Verbs are the most flexible of all words because their shapes vary according to:

  • the mode of conveying predicate information,
  • their tense, pointing to the time what is being stated takes place (basically, in the past, now, in the future),
  • whether the clause is active of passive (the latter occurring with transitive verbs only),
  • whether the verbal form is simple or progressive (also called continuous),
  • whether the verb is regular (fits into a standard mould) or irregular (follows its own pattern of change),
  • whether the statement is:
    • positive or negative
    • affirmative or interrogative
       3.5a1 - Modes

This is the most inarticulate verbal form and is taken to represent the verb itself, before any change is applied to it: to stay, to remember, to return, and so on.

Infinitives may show as subjects(1) in clauses like:

  • To eat is necessary for survival.
Or they may show as objects:
  • I hate to listen to him.
In English, infinitives share this role with gerund (a mode discussed further below).
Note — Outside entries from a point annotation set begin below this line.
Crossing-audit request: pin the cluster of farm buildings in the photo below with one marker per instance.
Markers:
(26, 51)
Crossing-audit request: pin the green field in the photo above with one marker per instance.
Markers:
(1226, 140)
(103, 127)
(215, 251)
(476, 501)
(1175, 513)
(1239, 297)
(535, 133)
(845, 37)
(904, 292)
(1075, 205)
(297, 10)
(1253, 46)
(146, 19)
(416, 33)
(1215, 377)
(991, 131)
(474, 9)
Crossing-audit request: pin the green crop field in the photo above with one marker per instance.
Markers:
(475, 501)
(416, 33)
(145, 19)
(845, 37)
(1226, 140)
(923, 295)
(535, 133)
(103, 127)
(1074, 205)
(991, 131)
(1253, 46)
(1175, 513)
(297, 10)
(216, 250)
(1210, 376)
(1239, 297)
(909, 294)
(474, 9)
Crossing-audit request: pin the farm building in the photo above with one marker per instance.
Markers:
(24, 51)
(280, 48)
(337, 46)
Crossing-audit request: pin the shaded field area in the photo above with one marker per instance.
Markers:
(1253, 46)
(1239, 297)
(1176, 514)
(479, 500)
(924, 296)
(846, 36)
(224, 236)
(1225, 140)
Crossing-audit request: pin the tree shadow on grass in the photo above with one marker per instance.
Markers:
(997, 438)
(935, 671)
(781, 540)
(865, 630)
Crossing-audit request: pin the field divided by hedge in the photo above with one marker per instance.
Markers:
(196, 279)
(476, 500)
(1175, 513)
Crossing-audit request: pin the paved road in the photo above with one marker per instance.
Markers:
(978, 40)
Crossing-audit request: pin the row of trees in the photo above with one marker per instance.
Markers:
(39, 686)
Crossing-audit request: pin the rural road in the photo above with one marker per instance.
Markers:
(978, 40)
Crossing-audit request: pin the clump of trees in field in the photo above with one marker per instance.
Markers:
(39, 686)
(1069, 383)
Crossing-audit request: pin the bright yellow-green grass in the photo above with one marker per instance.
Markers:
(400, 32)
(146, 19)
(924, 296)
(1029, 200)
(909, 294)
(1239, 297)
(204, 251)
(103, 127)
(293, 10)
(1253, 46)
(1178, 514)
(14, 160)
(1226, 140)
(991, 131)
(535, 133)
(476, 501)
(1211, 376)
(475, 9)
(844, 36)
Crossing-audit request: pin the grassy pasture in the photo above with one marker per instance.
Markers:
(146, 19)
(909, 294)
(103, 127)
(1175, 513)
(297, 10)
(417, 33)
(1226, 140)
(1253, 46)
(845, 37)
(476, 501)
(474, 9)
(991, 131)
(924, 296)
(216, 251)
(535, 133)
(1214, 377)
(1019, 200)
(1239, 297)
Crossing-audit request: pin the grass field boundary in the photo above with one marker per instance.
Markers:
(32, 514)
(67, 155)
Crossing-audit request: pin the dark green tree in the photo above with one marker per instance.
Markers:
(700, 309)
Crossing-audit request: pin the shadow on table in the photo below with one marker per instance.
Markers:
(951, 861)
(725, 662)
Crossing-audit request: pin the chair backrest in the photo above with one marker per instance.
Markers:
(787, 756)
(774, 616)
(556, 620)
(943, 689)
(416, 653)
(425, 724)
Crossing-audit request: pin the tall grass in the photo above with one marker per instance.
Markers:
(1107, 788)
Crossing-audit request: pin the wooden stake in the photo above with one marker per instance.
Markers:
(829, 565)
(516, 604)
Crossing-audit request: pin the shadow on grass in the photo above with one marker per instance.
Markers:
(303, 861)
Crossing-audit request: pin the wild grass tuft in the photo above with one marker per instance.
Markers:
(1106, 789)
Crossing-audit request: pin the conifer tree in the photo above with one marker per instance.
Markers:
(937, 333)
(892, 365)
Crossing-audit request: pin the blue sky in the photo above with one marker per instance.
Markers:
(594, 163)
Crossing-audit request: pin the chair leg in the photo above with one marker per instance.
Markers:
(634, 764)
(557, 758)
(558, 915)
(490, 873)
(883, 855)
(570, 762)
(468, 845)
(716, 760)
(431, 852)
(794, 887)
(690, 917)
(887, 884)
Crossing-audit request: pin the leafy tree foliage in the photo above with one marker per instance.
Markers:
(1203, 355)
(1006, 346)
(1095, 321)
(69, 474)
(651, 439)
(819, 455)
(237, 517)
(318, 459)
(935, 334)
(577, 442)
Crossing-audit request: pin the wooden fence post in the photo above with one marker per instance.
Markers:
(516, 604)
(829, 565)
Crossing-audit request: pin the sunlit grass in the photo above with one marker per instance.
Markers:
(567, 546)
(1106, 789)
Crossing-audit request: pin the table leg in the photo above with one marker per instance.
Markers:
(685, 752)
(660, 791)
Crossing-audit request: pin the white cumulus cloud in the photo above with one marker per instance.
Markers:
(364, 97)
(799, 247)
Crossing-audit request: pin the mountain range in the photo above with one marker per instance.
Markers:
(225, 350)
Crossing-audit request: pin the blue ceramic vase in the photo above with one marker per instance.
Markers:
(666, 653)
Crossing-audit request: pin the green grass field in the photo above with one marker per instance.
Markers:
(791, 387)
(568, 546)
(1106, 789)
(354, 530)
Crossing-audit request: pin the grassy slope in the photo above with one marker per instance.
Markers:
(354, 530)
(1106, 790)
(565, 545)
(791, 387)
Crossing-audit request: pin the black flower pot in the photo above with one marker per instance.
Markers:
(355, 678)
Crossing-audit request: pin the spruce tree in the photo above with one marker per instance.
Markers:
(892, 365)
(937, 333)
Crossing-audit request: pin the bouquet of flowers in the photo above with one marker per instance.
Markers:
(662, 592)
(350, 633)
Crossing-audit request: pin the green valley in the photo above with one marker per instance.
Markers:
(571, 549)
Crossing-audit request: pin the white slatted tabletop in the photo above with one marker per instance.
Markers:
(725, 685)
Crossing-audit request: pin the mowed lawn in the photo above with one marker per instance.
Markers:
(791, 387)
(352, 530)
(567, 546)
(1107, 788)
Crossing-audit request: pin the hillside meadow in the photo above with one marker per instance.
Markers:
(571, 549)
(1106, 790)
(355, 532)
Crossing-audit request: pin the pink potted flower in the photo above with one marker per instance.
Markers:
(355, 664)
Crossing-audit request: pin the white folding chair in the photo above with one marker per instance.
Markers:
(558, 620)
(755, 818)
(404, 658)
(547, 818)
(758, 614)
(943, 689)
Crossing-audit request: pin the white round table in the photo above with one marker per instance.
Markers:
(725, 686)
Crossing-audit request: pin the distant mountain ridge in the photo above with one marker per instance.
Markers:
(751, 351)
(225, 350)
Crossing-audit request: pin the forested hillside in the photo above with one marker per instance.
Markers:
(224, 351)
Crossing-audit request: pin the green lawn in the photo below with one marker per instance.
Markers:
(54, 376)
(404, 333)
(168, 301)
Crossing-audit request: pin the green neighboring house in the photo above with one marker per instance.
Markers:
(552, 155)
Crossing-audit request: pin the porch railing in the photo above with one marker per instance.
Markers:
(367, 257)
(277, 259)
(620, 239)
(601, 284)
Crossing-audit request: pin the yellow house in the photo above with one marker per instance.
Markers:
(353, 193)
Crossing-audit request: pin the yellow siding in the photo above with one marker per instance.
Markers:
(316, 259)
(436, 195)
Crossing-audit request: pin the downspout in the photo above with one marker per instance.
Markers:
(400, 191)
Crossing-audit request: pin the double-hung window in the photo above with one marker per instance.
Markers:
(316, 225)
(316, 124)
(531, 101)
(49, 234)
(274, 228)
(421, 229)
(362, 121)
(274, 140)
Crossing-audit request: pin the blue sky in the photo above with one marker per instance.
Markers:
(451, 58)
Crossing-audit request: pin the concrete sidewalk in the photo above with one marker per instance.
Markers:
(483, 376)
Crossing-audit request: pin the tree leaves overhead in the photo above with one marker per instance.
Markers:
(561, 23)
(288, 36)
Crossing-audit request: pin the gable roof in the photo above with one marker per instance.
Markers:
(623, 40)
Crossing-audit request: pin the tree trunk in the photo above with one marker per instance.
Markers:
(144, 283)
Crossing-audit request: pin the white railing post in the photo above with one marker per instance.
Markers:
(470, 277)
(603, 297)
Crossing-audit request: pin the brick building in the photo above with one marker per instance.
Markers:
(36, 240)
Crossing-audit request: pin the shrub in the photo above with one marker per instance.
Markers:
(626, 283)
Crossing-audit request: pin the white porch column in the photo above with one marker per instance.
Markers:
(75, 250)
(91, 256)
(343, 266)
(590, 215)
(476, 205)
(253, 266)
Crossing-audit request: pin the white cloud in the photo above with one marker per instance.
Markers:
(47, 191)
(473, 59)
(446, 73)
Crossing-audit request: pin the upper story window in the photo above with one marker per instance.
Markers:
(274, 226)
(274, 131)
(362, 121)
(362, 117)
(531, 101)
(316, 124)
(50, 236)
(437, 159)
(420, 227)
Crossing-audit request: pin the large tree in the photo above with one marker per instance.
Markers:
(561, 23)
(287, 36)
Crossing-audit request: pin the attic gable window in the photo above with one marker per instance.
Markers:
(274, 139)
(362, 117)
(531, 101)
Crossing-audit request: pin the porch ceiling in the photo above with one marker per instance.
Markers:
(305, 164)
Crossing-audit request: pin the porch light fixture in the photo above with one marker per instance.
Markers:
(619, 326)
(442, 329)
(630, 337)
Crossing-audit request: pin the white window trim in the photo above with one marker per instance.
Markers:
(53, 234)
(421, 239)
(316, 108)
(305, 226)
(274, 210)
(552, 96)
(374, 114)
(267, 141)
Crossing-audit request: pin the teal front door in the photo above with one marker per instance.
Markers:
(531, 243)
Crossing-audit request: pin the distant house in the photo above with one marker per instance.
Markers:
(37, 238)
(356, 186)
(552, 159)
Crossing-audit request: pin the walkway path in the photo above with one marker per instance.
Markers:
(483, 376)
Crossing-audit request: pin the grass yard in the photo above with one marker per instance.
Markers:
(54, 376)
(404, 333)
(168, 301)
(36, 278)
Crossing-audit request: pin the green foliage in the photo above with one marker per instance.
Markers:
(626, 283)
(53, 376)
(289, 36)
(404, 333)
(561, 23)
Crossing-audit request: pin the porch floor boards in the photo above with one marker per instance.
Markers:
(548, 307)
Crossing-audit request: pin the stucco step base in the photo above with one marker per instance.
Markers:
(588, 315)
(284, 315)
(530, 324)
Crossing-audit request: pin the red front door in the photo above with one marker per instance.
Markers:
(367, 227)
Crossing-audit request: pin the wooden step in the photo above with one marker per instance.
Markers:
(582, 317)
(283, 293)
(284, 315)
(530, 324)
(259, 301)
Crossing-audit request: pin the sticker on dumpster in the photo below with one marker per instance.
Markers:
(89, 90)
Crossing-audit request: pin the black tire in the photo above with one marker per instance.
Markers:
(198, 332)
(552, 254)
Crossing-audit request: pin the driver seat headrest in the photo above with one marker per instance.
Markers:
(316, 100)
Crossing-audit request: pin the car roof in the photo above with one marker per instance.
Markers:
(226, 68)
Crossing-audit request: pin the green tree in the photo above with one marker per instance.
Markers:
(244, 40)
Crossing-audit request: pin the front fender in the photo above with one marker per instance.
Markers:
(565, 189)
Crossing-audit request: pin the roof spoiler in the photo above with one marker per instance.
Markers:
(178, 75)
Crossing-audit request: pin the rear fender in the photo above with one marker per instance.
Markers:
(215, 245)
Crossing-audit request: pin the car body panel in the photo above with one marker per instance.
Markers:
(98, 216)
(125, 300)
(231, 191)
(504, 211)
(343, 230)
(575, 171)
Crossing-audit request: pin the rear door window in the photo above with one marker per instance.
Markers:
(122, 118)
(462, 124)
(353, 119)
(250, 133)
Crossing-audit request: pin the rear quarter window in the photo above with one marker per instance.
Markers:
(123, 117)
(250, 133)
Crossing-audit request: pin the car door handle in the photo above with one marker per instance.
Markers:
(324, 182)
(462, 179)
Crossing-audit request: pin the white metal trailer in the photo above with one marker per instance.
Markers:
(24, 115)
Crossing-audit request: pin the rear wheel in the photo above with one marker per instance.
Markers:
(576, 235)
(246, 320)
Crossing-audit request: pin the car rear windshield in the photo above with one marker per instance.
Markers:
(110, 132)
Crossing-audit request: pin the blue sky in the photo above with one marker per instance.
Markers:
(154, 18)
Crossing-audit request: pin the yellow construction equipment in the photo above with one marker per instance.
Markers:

Hereunder, we repeat the same examples replacing infinitive with gerund:
  • Eating is necessary for survival.
  • I hate listening to him.
  • L.G. Alexander's grammar, p. 301, lists verbs which either take up infinitive or gerund when used as subjects/objects.

This is another embryonic mode, mainly limited to giving orders or informing in an assertive way that something should or should not be done (as on traffic signs). Examples:

  • Don't cry!
  • Turn right
  • Don't park on the bridge
Imperative only comes in present tense (see further about tenses). With regard to orders given in the past, or expected in the future, round-about ways are used.
    "He might deny his permission to go there"; "They said you should not do this" ....
    Here, modes other than imperative convey the idea that something was or will be enjoined.
Imperative forms are limited to the second person (you, both singular and plural). Other persons (I, he/it/she, they) are rendered via the "let ..." construction is used.
  • Let us go now!
  • Let me finish this letter.
  • Let them tell what they think!
  • Let it be the way it should be.
  • Let her play as long as she wishes.

It delivers matter-of-fact statements. Examples:

  • They sit there waiting for you.
  • They listened silently to the concert.
  • He shall buy some more clothes.
We most often express ourselves using this mode. People with little or no formal education tend to set in indicative even expressions which require subjunctive or conditional (see below).

Unlike indicative, it has psychological undertones: doubt, fear, unreality, possibility, courtesy, assertiveness … . Examples:

  • I wish that they sat there waiting for you.
  • I ask that you be silent during the concert.
  • It is advisable that he buy some more clothes.
    Subjunctive mode is seldom used in English, which most often couches even psychological statements in indicative (see above).

    But, in other languages, only people with a high degree of education are able to confidently switch between indicative and subjunctive - depending on what they mean to say or write. German subjunctive even comes in two different varieties. Spanish and Italian also have unwieldy subjunctives. As to French, it is going the English way, tending to replace most subjunctive forms with indicative ones.

      Compare the English "If I were like you ..." with:

    • French: "Si j'étais comme toi ..."(2)
      ["étais" is an (indicative mode) past tense.]
    • Italian: "Se io fossi come te ..."
      ["fossi" is a subjunctive form (the corresponding indicative form is "ero", which children and people with little education use: "Se io ero come te ...").]
    • German: "Wenn ich wie dich wäre ..."
      ["wäre" is subjunctive (indicative form is "war").]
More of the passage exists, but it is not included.